Send Messages From Pub/Sub To BigQuery Cheaper
EDIT NOTE: On 28th July 2022, GCP introduced a new option for pushing the messages directly to BigQuery. If you are interested in customization of the data transfer, this blog post might still be useful.
Honestly, whenever you try to google how to send a message from Pub/Sub to BigQuery, you will find many blog posts explaining how simple it is and how Dataflow is the right tool to use. In a small subset of those blog posts, you can find that streaming in Dataflow is not as cheap as batch processing. Therefore, using Dataflow might cost you a few dollars. There is also a template for Dataflow you can use. Since the template deploys GCE instances, your GCP spendings might be higher than expected. Of course, it can be done cheaper. That’s what this blog post is about.
Dataflow implementation
We will only discuss the implementation of Dataflow using Pub/Sub subscription. Having a subscription between a topic and a Dataflow job can be helpful in case you are interested in the messages: you can inspect the messages or set up DLQ. That is especially useful when your Dataflow processing is rather complex. Let’s face it: putting messages from Pub/Sub to BigQuery without any additional work is not a difficult task.

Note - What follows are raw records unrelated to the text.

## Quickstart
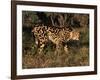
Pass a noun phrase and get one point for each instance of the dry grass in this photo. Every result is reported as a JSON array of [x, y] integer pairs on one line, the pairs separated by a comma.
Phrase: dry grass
[[76, 55]]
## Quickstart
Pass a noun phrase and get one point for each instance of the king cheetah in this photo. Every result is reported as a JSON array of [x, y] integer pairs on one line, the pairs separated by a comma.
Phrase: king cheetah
[[44, 34]]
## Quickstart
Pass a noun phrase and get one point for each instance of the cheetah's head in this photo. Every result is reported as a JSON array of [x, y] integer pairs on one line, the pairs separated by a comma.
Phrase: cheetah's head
[[74, 35]]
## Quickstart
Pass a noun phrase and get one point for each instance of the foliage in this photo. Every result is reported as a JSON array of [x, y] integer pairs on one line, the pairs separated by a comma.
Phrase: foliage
[[77, 55]]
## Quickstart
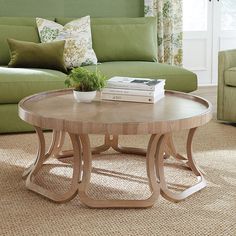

Let’s consider example configuration from terraform module dataflow_pubsub_to_bq. It simply subscribes itself, pulls the messages and then saves them to the BigQuery based on the given BigQuery schema. Due to the way how Beam SDK works, the schema has to be known before deployment:
module "pubsub_to_bq" {
source = "../"
bigquery_schema = "i:INTEGER"
bigquery_table = "${var.project}:${var.dataset_id}.${var.table_id}"
input_subscription = "projects/${var.project}/subscriptions/..."
...
}
With the help of PipelineOptions, I changed which machine type is used to e2-medium. Shared core machine types are not currently supported. Using e2-medium is the cheapest option possible. If you wouldn’t set a different machine type, Dataflow would set it to the n1-standard-2. Just like that, you are already paying for a machine you hardly use. Additional costs are related to the streaming, which is charged in Dataflow itself.
The simple example from the project cost us 34 € just because I forgot about it for a few days:
Changing to a Pub/Sub Topic to BigQuery setup, where messages are pushed rather than pulled, wouldn’t make a big difference. You would be paying extra for streaming as well. No matter how much I tried to google Dataflow cost optimization, I always paid way too much. It just seems to me that whoever wrote the template from Dataflow documentation did not care about the money. It should probably be mentioned somewhere in the documentation that the solution might be costly.
Subscribing to the topic with cloud function
Using the Python SDK for BigQuery is fairly simple. Writing a few lines for saving data to BigQuery table is not a difficult task:
errors = client.insert_rows_json(table_id, [event_data])
if not errors:
logging.info("New rows have been added.")
else:
raise ValueError("Encountered errors while inserting row: {}".format(errors))
The only thing that seems odd to me is that the method insert_rows_json does not throw exceptions for a wrong input. You have to check for errors in the return value.
We all know an excellent platform to run small pieces of code: That’s usually a job for Cloud Function. Pub/Sub has support for subscribing Cloud Function to the topic. You just need to provide a function to create an endpoint where to submit messages to. We prepared a terraform module for that. You can check it on Github.
Terraform resource for Cloud Function allows you to set subscription directly from the configuration:
resource "google_cloudfunctions_function" "function" {
...
event_trigger {
event_type = "google.pubsub.topic.publish"
resource = var.topic_name
}
...
}
Of course, there are limitations: Any additional processing that takes a lot of time would add cost. Therefore, keep your messages reasonably small. Also, Cloud Functions will scale to infinity in case there is a large number of incoming messages. You should consider if the overall runtime of functions wouldn’t create additional cost.
Our experience is that we prefer Cloud Function over Dataflow. In most cases, the Cloud Function was almost ten times cheaper than the Dataflow job.
Conclusion
If you don’t have any additional workload to be done in Dataflow, avoid it for simple tasks like the one above. It’s a great tool that combines the power of Apache Beam with orchestration done by GCP. You have monitoring, provisioning and plenty of other tools for your job out of the box. That also means you are going to pay for them. Do you need to have all of those tools just for sending messages from Pub/Sub to BigQuery? Of course not.
Processing small size messages in Cloud Functions takes a reasonable amount of time. Your billing will get higher in direct relation to the messages processed by Cloud Function. That gives you a better insight into your billing. The conclusion is simple: don’t use complex tools for simple tasks. It all comes down to good research and finding good tools for the given job. That’s what architects do.